Aliakmonas (Αλιάκμονας, before 1927: Βρατίνιον – Vratinon, between 1927 and 1960: Παλιούριον – Paliourion), is a Greek village located in the municipality of Voio, in the regional unit of Kozani. It is located on the left bank of its namesake, the River Aliakmon. A formerly independent community, it became part of the municipality of Neapoli in 1997, and of the municipality of Voio in 2010.

At an altitude of 550 meters, Aliakmonas is the lowest village in Voio. Views include the Tymfi mountains, Smolikas, Voio, and Grammos. To the northeast, it provides views of the Askio mountain range. There are fertile plains in the valley of Aliakmonas River. The area produces tobacco and wheat.

A folklore museum, housed in the old village school, was founded in 2009.

==History==
Archaeological digs near Aliakmonas have uncovered a few notable specimens. A statue of Aphrodite by the Greek sculptor Scopa (4th Century BC), for example, was discovered in a nearby settlement, where an early Christian mosaic floor was also uncovered. Coins, ceramics, statues, mosaics, floors were found near there.

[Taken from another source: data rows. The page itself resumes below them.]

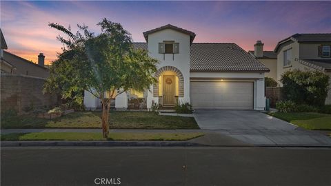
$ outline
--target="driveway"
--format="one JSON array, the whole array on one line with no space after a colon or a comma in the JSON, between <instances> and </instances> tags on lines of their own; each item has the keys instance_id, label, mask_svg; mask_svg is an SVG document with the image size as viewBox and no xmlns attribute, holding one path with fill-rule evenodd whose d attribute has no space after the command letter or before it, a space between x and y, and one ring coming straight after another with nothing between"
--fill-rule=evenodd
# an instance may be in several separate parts
<instances>
[{"instance_id":1,"label":"driveway","mask_svg":"<svg viewBox=\"0 0 331 186\"><path fill-rule=\"evenodd\" d=\"M331 138L259 111L197 110L200 128L257 145L331 146Z\"/></svg>"}]
</instances>

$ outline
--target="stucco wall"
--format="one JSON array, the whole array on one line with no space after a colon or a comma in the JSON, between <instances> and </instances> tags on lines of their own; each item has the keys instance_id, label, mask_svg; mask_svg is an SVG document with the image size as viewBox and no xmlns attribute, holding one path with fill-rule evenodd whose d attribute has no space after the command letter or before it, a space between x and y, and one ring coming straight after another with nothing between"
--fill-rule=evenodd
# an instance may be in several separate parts
<instances>
[{"instance_id":1,"label":"stucco wall","mask_svg":"<svg viewBox=\"0 0 331 186\"><path fill-rule=\"evenodd\" d=\"M47 78L50 76L48 69L26 61L9 52L3 52L3 59L16 68L15 74L42 78Z\"/></svg>"},{"instance_id":2,"label":"stucco wall","mask_svg":"<svg viewBox=\"0 0 331 186\"><path fill-rule=\"evenodd\" d=\"M18 74L1 74L1 111L14 109L19 113L26 107L34 108L54 105L57 96L43 94L45 79Z\"/></svg>"},{"instance_id":3,"label":"stucco wall","mask_svg":"<svg viewBox=\"0 0 331 186\"><path fill-rule=\"evenodd\" d=\"M292 59L291 65L290 66L283 66L284 51L292 48ZM281 78L281 74L287 70L299 69L299 63L294 61L296 58L299 56L299 47L297 42L290 43L288 45L282 47L277 54L277 80L279 81Z\"/></svg>"},{"instance_id":4,"label":"stucco wall","mask_svg":"<svg viewBox=\"0 0 331 186\"><path fill-rule=\"evenodd\" d=\"M174 41L179 43L179 54L159 54L159 43L163 41ZM179 70L184 78L184 96L179 97L181 103L190 102L190 36L177 31L166 29L148 36L148 51L151 57L159 61L158 69L163 66L174 66ZM150 89L152 92L152 86ZM159 98L153 97L149 92L147 107L150 108L152 102L158 103Z\"/></svg>"},{"instance_id":5,"label":"stucco wall","mask_svg":"<svg viewBox=\"0 0 331 186\"><path fill-rule=\"evenodd\" d=\"M270 77L277 80L277 59L257 59L260 63L263 64L270 70L270 72L264 73L266 77Z\"/></svg>"},{"instance_id":6,"label":"stucco wall","mask_svg":"<svg viewBox=\"0 0 331 186\"><path fill-rule=\"evenodd\" d=\"M331 43L323 43L323 45L331 45ZM321 43L300 43L300 58L301 59L326 59L331 58L325 58L319 56L319 46Z\"/></svg>"},{"instance_id":7,"label":"stucco wall","mask_svg":"<svg viewBox=\"0 0 331 186\"><path fill-rule=\"evenodd\" d=\"M330 105L331 104L331 72L326 72L325 74L329 76L329 92L328 92L328 97L325 99L325 104Z\"/></svg>"}]
</instances>

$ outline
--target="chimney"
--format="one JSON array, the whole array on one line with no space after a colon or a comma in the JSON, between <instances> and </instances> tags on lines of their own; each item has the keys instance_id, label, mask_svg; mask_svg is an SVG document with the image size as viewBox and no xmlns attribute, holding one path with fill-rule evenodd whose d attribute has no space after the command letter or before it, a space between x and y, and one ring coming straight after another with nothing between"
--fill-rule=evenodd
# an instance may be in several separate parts
<instances>
[{"instance_id":1,"label":"chimney","mask_svg":"<svg viewBox=\"0 0 331 186\"><path fill-rule=\"evenodd\" d=\"M45 56L43 53L40 53L38 56L38 65L42 67L45 65Z\"/></svg>"},{"instance_id":2,"label":"chimney","mask_svg":"<svg viewBox=\"0 0 331 186\"><path fill-rule=\"evenodd\" d=\"M254 55L257 57L263 56L263 43L259 40L257 41L257 43L254 45Z\"/></svg>"}]
</instances>

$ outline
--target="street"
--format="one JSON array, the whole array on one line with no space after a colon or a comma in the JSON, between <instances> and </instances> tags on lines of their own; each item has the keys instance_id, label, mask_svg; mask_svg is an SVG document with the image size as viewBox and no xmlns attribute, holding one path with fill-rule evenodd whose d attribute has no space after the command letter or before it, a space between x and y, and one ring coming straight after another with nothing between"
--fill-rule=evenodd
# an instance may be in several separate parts
<instances>
[{"instance_id":1,"label":"street","mask_svg":"<svg viewBox=\"0 0 331 186\"><path fill-rule=\"evenodd\" d=\"M2 147L1 185L331 185L330 157L330 148Z\"/></svg>"}]
</instances>

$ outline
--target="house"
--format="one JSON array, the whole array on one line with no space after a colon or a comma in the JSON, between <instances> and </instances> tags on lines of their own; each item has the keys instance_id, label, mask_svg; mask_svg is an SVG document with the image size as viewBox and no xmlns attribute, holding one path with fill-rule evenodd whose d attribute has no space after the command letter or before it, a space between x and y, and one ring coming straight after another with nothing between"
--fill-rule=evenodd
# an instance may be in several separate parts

The village (under the name Vratini) was mentioned in writing as early as 1534 AD, in the code of Zavorda. The name was changed to Paliourion in 1927, and subsequently to Aliakmonas in 1960. Statistical reporting in the early 20th century referred to the settlement as a Greek village in the sanjak Servia with a population of 400; if immediately surrounding settlements are included, the total population may have amounted to 750.